Multiple international listeners have suggested using GMT (Greenwich mean time) as an alternative because it is the same for everyone. For example, you capitalize all the words in “Pacific Standard Time” and “Pacific Daylight Time,” but just the word “Pacific” if you refer to simply “Pacific time.” GMT and UTC
#Eastern time zone full#
Generally, you capitalize all the words when you’re writing the full name of the time zone and capitalize just the first part when you’re using a shortened version. If you’re one of those people, it’s better to simply use “ET” as an abbreviation for “Eastern time” instead of getting it wrong. However, as many readers have noted over the years, it’s common for people not to know whether we’re in daylight saving time or standard time and to write EST throughout the year and not just during standard time. If you need to indicate that a time is in a certain time zone, the simplest way to do it is to put the time zone abbreviation after the time: for Eastern Standard Time, write “4:30 p.m. So during standard time, it is the same time in Arizona and Utah, but during daylight saving time, it is an hour earlier in Arizona because Arizonans don’t “spring forward” like other regions in the same time zone. Arizona, for example, doesn’t participate in daylight saving time, but other states in the same time zone do. Some time zones don’t participate in daylight saving time, and a few places divide their region into half-hour zones.Īctually, it’s even more complicated than that.

For us the world is divided into 24 time zones, and each zone differs by an hour from the time zone next to it. Most countries have signed on to the idea of a standard world time system.

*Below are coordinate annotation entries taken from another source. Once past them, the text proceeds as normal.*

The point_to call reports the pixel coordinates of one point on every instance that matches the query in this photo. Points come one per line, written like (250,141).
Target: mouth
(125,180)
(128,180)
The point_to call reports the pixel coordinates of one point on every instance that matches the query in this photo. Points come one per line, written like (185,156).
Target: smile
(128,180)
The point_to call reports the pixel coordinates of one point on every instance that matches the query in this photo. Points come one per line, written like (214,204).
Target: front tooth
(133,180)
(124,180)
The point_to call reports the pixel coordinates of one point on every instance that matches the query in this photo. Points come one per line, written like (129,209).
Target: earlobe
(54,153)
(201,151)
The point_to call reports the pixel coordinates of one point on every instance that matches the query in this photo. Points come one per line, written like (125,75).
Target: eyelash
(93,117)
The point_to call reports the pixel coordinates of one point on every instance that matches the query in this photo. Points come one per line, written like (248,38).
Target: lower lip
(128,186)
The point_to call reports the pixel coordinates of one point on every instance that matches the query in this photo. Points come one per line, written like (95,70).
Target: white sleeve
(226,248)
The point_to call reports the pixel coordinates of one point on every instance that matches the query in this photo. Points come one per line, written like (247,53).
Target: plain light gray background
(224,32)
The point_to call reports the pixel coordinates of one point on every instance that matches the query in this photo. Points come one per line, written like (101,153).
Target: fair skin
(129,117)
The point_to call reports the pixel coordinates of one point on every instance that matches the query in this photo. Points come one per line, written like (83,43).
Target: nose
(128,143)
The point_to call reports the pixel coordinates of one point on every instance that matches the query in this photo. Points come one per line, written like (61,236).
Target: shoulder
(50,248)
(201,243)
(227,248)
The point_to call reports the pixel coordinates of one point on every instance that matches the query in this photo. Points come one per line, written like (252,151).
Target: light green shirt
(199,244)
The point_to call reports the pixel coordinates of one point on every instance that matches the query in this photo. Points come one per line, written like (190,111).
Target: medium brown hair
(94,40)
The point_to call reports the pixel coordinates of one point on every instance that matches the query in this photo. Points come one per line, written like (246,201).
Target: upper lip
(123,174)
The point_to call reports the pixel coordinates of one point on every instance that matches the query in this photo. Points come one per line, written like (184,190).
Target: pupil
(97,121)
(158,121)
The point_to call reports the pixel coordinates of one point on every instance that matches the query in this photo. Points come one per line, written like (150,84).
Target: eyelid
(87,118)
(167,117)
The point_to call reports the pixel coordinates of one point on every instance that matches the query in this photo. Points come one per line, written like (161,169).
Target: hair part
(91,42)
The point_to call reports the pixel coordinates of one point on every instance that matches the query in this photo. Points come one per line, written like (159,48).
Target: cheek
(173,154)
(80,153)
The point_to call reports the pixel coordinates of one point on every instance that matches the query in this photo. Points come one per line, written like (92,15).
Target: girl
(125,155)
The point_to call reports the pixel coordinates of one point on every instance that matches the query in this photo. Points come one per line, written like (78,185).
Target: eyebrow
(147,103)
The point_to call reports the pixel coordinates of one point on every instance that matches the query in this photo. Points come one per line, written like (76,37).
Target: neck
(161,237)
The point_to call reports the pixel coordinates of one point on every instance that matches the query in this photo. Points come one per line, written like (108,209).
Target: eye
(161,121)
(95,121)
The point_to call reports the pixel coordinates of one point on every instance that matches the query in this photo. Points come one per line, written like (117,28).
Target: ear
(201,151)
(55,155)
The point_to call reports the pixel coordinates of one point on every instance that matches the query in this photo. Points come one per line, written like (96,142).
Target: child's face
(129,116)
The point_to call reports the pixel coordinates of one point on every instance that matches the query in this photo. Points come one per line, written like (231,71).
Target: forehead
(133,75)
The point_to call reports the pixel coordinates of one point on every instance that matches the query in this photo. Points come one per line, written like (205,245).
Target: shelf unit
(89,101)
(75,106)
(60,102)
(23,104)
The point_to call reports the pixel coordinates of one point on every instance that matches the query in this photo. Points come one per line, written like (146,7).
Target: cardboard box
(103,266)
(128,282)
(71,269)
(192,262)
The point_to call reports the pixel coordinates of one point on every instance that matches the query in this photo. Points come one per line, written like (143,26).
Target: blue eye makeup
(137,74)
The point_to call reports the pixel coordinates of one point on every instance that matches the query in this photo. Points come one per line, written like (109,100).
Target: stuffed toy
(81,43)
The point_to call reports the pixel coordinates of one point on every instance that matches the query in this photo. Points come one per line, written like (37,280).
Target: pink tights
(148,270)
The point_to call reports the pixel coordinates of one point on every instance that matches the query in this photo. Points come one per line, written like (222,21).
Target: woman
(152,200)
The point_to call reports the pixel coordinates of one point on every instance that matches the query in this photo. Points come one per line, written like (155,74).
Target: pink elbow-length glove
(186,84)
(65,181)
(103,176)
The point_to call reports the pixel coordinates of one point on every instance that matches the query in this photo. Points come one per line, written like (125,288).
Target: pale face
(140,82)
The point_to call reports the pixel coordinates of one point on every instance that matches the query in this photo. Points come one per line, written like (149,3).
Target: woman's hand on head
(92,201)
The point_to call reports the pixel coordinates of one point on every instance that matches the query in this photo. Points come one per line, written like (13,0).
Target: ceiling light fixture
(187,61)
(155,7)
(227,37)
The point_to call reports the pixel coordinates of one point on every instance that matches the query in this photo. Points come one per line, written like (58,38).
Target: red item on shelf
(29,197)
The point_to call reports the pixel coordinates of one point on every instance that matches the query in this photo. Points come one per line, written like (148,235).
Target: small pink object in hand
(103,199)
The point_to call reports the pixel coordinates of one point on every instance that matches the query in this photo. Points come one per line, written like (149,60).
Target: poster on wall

The preferred spelling is ‘daylight saving time.’Ī sad footnote is that supposedly we don’t save energy anymore by switching to daylight saving time because the energy we save by not having to turn on the lights as early is more than offset by how much more we run our air conditioners while we’re home in the warmer evenings. The words are not capitalized, and there’s no hyphen. Remember the spelling by thinking that the whole idea was that people were saving energy. When the United States joined the war, lawmakers agreed that moving the clocks was a good way to save energy, and in the official 1918 law that established the time change in the U.S., they named it “daylight saving time.” It is still generally agreed to be “daylight saving time” today, and not “savings time” (1, 2, 3)- no S at the end. Britain and Germany were the first countries to institute a time change during World War I.